The study applied the HGS model to the South Dump waste rock pile at the Doyon Mine in Abitibi, Québec, simulating heat exchanger performance under multiple installation scenarios, including systems located outside the pile, at its toe, and beneath the waste rock. Results showed that systems positioned in the waste rock environment maintained higher minimum outlet temperatures and could operate with substantially fewer boreholes. Depending on location, the required number of boreholes was reduced by 15% to 46% compared to an equivalent system in undisturbed ground, while still meeting design temperature thresholds.
Fig. 8. Simulated outlet temperature for a ground heat exchanger located in a subsurface: (a) without a waste pile, (b) at the toe of the waste pile, (c) 25 m (82.0 ft) away from the waste pile, and (d) 25 m (82.0 ft) inside the waste pile. The simulations conducted with a waste pile are for an un-remediated scenario. The building loads assigned to the exchanger are distributed over 13 boreholes.

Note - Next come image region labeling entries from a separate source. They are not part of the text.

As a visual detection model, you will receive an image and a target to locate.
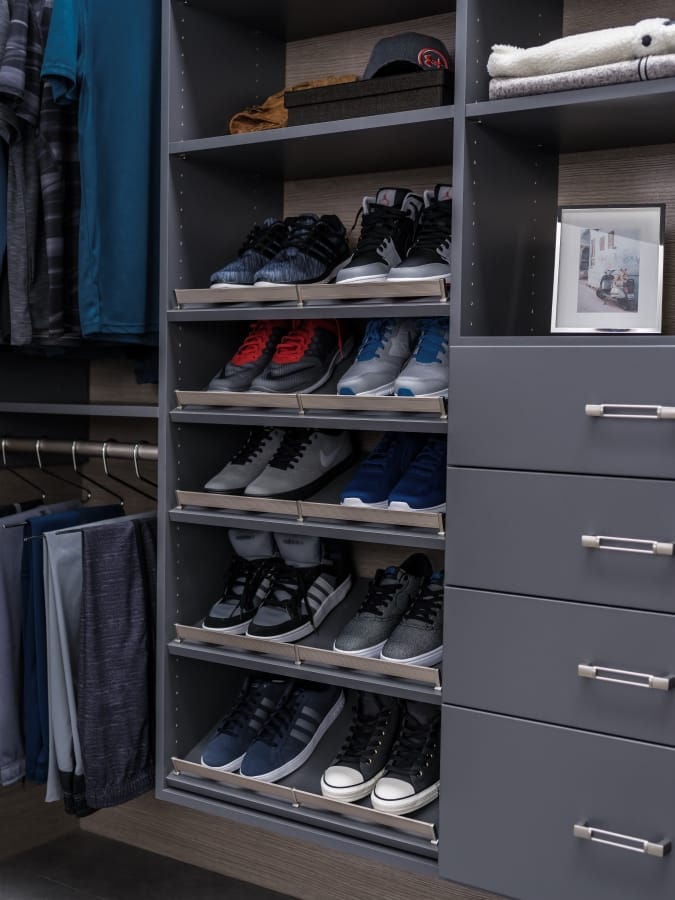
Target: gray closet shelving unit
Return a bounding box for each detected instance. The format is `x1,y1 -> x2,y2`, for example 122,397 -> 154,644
157,0 -> 675,900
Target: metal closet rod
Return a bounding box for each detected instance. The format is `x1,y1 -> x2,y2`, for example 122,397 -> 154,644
5,437 -> 157,462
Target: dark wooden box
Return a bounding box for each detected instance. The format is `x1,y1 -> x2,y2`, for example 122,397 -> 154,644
284,69 -> 454,125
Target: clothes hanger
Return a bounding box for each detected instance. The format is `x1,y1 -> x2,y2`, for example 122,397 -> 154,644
35,438 -> 92,503
101,441 -> 157,502
70,441 -> 124,508
0,437 -> 47,503
134,441 -> 157,488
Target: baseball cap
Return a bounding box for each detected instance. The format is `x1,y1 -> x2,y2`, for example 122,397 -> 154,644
363,31 -> 450,79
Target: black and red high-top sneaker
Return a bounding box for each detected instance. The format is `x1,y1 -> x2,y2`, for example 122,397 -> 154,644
251,319 -> 353,394
208,320 -> 290,391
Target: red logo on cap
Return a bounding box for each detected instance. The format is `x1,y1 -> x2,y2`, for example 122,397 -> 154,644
417,47 -> 450,69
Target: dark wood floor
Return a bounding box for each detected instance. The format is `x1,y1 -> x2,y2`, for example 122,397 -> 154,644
0,832 -> 288,900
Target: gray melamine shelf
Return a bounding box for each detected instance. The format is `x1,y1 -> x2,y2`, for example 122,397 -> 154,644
466,78 -> 675,153
169,106 -> 454,179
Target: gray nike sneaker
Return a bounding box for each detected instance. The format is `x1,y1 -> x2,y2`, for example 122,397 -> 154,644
338,319 -> 418,397
204,428 -> 284,494
333,553 -> 432,656
244,428 -> 354,500
394,317 -> 450,397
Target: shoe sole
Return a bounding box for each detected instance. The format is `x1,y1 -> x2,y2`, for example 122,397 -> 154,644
241,693 -> 345,781
321,769 -> 384,803
246,575 -> 352,643
333,641 -> 387,658
380,645 -> 443,666
388,500 -> 446,512
244,453 -> 356,500
370,781 -> 440,816
200,753 -> 245,772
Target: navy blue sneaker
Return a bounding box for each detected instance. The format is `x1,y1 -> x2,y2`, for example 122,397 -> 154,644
241,682 -> 345,781
255,213 -> 349,285
340,434 -> 424,509
389,435 -> 448,512
211,218 -> 290,288
202,676 -> 293,772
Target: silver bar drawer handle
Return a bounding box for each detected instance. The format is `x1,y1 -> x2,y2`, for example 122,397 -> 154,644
585,403 -> 675,420
581,534 -> 675,556
577,663 -> 675,691
574,822 -> 671,858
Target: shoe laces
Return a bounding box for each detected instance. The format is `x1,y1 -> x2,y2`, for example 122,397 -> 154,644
356,319 -> 394,362
410,200 -> 452,254
403,572 -> 443,625
269,428 -> 316,469
413,318 -> 448,365
385,713 -> 441,777
359,566 -> 401,616
333,703 -> 393,765
272,319 -> 342,364
349,203 -> 412,253
232,320 -> 283,366
230,427 -> 272,466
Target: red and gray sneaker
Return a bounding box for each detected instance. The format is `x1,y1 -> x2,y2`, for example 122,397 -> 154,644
208,319 -> 290,391
251,319 -> 353,394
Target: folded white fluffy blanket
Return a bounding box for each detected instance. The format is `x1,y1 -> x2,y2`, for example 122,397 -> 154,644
488,19 -> 675,78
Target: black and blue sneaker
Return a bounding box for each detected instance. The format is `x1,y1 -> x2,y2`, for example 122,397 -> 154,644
202,676 -> 293,772
211,217 -> 290,288
241,682 -> 345,781
389,435 -> 448,512
254,213 -> 349,286
340,433 -> 424,509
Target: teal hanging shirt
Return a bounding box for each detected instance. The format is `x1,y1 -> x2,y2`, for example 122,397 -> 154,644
42,0 -> 161,343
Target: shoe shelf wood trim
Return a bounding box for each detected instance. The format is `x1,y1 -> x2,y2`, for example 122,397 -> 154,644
174,623 -> 441,690
171,757 -> 436,844
176,490 -> 445,534
176,390 -> 448,420
174,278 -> 448,308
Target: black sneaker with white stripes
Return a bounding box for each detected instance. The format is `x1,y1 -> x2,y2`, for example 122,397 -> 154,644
246,534 -> 352,641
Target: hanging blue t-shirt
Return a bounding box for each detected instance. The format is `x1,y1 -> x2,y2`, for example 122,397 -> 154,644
42,0 -> 161,342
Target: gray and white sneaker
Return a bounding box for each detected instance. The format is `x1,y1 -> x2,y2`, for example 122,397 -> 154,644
387,184 -> 452,281
246,534 -> 352,641
394,316 -> 450,397
333,553 -> 431,656
202,528 -> 280,634
204,427 -> 284,494
338,319 -> 418,397
380,572 -> 443,666
336,188 -> 423,284
244,428 -> 354,500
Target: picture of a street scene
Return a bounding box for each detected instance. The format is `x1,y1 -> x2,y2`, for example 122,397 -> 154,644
577,228 -> 640,313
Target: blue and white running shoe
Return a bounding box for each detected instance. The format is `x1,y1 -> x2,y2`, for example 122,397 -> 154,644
240,682 -> 345,781
394,316 -> 450,397
338,319 -> 418,397
340,434 -> 424,509
389,435 -> 448,512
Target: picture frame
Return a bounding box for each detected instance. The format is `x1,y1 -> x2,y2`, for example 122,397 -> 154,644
551,203 -> 665,334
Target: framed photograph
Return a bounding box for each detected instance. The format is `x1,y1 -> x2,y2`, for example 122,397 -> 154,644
551,204 -> 665,334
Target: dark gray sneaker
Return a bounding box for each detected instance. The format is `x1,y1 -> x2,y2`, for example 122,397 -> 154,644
204,427 -> 284,494
208,319 -> 290,391
380,572 -> 443,666
244,428 -> 354,500
333,553 -> 432,656
321,693 -> 401,803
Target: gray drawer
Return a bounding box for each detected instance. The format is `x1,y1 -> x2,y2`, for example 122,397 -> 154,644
446,468 -> 675,612
443,588 -> 675,746
449,346 -> 675,478
439,706 -> 675,900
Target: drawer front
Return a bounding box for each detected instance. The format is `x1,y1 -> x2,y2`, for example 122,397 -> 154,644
449,346 -> 675,478
443,588 -> 675,746
447,469 -> 675,612
439,706 -> 675,900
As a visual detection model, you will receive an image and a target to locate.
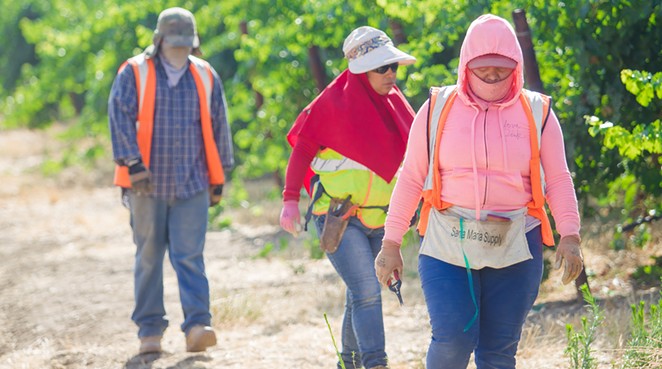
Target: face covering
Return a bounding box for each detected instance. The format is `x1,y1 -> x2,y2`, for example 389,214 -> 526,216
161,47 -> 190,87
469,72 -> 514,102
161,43 -> 191,69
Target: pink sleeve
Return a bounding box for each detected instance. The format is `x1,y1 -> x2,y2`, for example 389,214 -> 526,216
384,101 -> 429,244
283,136 -> 320,201
540,111 -> 580,237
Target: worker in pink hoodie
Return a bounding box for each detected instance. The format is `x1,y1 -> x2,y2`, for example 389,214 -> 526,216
375,14 -> 583,369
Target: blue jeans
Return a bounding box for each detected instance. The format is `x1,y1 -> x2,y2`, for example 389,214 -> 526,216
129,191 -> 211,337
418,226 -> 543,369
315,215 -> 387,369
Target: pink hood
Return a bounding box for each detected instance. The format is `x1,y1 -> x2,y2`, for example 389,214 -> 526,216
457,14 -> 524,106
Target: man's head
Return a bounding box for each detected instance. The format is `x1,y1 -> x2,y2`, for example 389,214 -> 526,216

Key findings demonstrated that the migration of heat generated by mineral oxidation not only improves system efficiency but also sustains performance over long-term operation. Simulations over a 25-year period showed that outlet temperatures remained stable or increased with time, even under scenarios where the waste rock pile was remediated to limit oxygen and water inflow. This highlights the robustness of geothermal energy extraction in dynamic mining environments.
HydroGeoSphere proved essential in enabling this work due to its ability to simulate three-dimensional groundwater flow and heat transfer through heterogeneous materials, explicitly accounting for conduction, convection, and mechanical heat dispersion. By resolving how heat moves through layered waste rock, overburden, and host rock, HGS provided the physical basis to evaluate optimal exchanger placement and long-term energy performance.
This research provides critical insights for geothermal energy development and sustainable mining practices, showing that advanced, physics-based modelling approaches like HydroGeoSphere can unlock non-traditional geothermal resources. By demonstrating the feasibility of extracting energy from exothermic waste rock piles, the study paves the way for more efficient heating and cooling solutions for mine sites and nearby communities.
Abstract:
The installation of a ground coupled heat pump system can be expensive because it requires the drilling of boreholes to install ground heat exchangers. The cost of a system can be reduced by decreasing the total heat exchanger length or the number of boreholes, which depends, among other factors, on the ambient subsurface temperature. Systems designed according to heating loads therefore require fewer heat exchangers for higher subsurface temperatures. At open pit mines, where waste rock is accumulated in piles, exothermic oxidation of sulfide minerals within the piles can increase subsurface temperatures. To investigate the potential reduction in borehole length resulting from increased subsurface temperatures, heat transfer associated to a vertical ground heat exchanger installed beneath a waste pile was simulated with a numerical model. The physical characteristics of the pile are based on those of the South Dump waste rock pile of the Doyon Mine in Abitibi, Québec, Canada. Optimization of the heating loads assigned to the exchanger shows that the borehole length required for a given building can be reduced by 15% to 46%, depending on the location of the system relative to the waste rock pile.